Ulūka’s Provocative Envoy-Speech in the Pāṇḍava Camp
Ulūka-dūta-vākya
केचिदीश्वरनिर्दिष्टा: केचिदेव यदृच्छया । पूर्वकर्मभिरप्यन्ये त्रैधमेतत् प्रदृश्यते । तस्मादनर्थमापतन्न: स्थिरो भूत्वा निशामय
ke cid īśvara-nirdiṣṭāḥ ke cid eva yadṛcchayā | pūrva-karmabhir apy anye traidham etat pradṛśyate | tasmād anartham āpatannaḥ sthiro bhūtvā niśāmaya ||
Sañjaya dit : «Les uns agissent sous la direction du Seigneur ; les autres agissent par pur hasard ; et beaucoup d’autres agissent sous l’impulsion de leurs actes passés. Ainsi se manifeste ce triple mode de l’action humaine. C’est pourquoi, maintenant que nous sommes tombés dans ce grave malheur, demeure ferme : écoute d’un esprit apaisé le récit tout entier.»
संजय उवाच
The verse presents a threefold explanation for why people act: divine prompting (īśvara-nirdiṣṭa), accidental circumstance (yadṛcchā), and the momentum of past deeds (pūrva-karma). Ethically, it urges steadiness of mind in crisis and careful listening before judgment—recognizing that agency can be complex and not reducible to a single cause.

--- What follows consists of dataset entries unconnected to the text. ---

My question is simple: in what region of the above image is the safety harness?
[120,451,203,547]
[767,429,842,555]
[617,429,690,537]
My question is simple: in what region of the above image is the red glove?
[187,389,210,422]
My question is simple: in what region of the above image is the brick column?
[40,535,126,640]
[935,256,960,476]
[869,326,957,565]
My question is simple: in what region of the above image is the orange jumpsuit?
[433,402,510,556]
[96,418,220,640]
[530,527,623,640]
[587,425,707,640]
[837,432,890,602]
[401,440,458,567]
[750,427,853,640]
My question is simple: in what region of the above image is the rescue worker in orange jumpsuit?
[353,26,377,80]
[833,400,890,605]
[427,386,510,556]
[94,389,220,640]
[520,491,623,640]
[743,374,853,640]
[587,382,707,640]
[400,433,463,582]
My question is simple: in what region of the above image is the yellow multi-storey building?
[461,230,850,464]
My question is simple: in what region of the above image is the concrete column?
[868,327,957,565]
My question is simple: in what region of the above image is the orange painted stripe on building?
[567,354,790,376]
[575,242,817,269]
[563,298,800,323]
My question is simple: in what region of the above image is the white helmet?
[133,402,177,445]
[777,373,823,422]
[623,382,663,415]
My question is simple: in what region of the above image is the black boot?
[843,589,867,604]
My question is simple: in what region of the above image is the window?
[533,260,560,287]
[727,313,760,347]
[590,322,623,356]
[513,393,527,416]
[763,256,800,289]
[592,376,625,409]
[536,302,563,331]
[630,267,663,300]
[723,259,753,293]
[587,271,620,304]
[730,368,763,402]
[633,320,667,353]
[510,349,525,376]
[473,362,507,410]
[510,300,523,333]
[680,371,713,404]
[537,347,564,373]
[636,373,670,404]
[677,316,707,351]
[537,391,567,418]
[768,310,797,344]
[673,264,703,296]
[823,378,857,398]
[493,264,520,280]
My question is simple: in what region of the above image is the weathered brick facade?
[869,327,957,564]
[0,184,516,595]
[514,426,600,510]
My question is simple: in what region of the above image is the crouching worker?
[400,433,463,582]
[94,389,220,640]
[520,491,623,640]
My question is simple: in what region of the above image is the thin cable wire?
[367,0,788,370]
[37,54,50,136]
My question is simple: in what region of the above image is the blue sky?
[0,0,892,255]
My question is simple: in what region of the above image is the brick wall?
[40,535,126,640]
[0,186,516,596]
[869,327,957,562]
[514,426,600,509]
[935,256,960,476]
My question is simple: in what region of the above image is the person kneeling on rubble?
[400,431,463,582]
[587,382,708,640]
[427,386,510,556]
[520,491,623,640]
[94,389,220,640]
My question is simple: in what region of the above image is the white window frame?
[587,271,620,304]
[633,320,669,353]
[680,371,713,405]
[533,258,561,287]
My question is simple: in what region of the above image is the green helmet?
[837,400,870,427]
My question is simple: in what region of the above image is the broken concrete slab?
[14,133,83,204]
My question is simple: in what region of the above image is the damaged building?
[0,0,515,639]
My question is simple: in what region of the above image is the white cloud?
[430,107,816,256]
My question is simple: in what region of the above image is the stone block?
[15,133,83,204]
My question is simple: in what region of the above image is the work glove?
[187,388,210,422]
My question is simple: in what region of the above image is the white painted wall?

Sañjaya, as the narrator-messenger, prepares his listener to hear a difficult report. Before recounting events, he frames the unfolding calamity as arising through different causal modes (divine, chance, karmic), and he counsels composure—‘be steady and listen’—so the account can be received with clarity rather than agitation.